一途な溺愛プリンスはベールアップを譲れない
 いつものようにヘアメイクと着替えを済ませ、スタジオへ向かう。

 「よろしくお願いします」の声が飛び交い、俺も頭を下げた。


「あらら~? 今日はすこぶる機嫌がいいって石神くんから聞いてたんだけど」

 塚本さんが茶化すように言う。

 『結局いつも通りのテンションなのか、せっかく萩元雫を連れてきたのに』と言いたいのかもしれない。

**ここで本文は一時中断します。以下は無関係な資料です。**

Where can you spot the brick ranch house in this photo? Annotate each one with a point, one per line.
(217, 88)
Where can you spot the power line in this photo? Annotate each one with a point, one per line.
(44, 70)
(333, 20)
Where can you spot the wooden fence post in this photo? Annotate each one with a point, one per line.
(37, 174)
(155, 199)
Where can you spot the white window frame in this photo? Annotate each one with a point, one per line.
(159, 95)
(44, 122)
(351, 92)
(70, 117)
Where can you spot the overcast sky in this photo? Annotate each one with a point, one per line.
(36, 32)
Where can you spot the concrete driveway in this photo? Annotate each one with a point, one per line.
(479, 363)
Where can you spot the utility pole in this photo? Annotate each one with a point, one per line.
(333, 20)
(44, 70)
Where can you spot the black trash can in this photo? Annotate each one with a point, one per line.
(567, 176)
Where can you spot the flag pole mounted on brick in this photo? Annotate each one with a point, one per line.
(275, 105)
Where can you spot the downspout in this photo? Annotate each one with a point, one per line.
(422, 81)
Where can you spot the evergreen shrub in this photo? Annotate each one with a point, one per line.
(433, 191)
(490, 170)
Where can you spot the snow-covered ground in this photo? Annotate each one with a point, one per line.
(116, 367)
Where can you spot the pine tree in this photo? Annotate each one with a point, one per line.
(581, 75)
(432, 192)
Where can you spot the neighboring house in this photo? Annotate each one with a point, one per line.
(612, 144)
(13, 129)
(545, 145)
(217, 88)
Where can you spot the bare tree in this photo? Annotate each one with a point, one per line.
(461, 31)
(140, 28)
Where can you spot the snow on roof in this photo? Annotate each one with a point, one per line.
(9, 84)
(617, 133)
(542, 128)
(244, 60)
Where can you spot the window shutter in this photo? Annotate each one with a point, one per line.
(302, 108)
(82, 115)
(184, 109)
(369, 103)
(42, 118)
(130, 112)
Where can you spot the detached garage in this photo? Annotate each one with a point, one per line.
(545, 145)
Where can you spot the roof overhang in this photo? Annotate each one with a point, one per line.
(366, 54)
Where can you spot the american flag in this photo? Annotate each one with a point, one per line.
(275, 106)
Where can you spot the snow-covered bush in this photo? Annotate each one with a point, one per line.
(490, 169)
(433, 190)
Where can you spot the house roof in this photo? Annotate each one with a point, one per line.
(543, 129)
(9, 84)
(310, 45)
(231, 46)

 先日の撮影後、浮かれて余計なことをべらべらと話してしまった。

 萩元雫が元モデルで、自分の先輩で、憧れの人で、ずっと会いたかったんだ、とか……。

 また会いたいので、連れてきてください、とか……。

 事実、今日彼女がここにいるのは、自分のその発言を受けて塚本さんが気を利かせてくれたに違いない。

 ……と思うのは、自惚れだろうか。



「石神さーん!」


 “石神さん”ではないのに、盛大に振り向いてしまった。

 彼女が廉を呼び止め、駆け寄っている。

 ……なんだか以前より親し気ではないか?

 そういえば彼女から電話がかかってきたと言っていたっけ。

 俺に用事だったらしいが……


 ……モヤモヤする。

 彼女はいつもこんな風に、他の男と会話しているのだろうか。

 中には、彼女に想いを寄せている男がいてもおかしくない。

 全然おかしくない。


 彼女は世界一、可愛いのだから。